The mapping and analysis of ancient turbidite deposits using geographically dependent sedimentologic indices (or proximality) determined by genetic facies relationships and grain-size variations were mostly applied during the early years of turbidite research. Nevertheless, the understanding that fine-grained deposits (thin-bedded turbidites) can also occur in proximal (interchannel) areas, and the impossibility of differentiating them from real distal deposits, revealed many inconsistencies in this approach to the development of turbidite fan facies models. More recently, a genetic facies tract has been proposed for hyperpycnal systems, which distinguishes between thin-bedded deposits accumulated in interchannel areas from those deposited on distal areas.

The genetic facies tract proposed for hyperpycnal systems in marine settings comprises three main facies categories related to bed-load, suspended-load, and lofting processes, respectively.

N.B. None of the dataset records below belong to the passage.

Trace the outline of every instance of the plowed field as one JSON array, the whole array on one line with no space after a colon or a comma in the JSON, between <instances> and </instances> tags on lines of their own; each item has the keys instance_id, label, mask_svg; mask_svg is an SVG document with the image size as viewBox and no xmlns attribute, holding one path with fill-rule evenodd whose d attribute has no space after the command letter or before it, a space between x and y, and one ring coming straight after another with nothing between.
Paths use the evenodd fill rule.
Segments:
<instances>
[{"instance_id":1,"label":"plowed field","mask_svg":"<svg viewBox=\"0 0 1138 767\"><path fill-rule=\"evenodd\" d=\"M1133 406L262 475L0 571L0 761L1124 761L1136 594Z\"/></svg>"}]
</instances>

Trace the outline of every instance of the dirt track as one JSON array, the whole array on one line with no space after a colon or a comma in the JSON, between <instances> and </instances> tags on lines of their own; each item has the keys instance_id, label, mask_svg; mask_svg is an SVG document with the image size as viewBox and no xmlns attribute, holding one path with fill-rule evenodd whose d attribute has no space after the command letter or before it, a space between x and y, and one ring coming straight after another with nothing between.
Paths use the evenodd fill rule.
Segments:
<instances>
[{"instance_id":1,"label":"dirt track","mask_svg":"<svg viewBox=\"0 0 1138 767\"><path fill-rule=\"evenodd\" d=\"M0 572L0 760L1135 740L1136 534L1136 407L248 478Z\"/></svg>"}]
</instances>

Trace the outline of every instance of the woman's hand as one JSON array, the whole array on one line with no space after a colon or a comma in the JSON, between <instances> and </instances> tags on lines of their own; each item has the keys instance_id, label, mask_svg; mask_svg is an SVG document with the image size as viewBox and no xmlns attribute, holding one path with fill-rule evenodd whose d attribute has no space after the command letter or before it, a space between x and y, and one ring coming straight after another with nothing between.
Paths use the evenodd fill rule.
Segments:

Bed-load-related facies are coarse grained and related to drag forces provided by the overpassing turbulent flow. Suspended-load-related facies are composed of fine-grained sandstones and originate from the gravitational collapse of the suspended load as the long-lived flow progressively wanes. Lofting-related facies are the result of the fallout of very fine-grained sands, silts, plant debris, and micas from lofting plumes mainly in flow-margin areas. Proximal (Pt) and lateral (Lt) facies indices have been defined based on the relative abundance of B, S, and L facies within a stratigraphic interval. The Pt and Lt indices are dimensionless numbers that range from 100 to 0. The Pt index measures how proximal a given stratigraphic section is with respect to the entire hyperpycnal system. The Lt index provides an indication of the stratigraphic lateral distance of a given section with respect to the flow axis. These genetic indices were applied to hyperpycnal deposits of the late Oligocene–early Miocene Merecure Formation, Maturin Subbasin, Venezuela.

Results suggest that the Merecure Formation may be more extensive than previously considered with a main sediment source from cratonic areas located in the south and southeast. Index mapping also suggests a syntectonic accumulation during the Oligocene, which controlled the subaqueous topography and, thus, the distribution of sand bodies.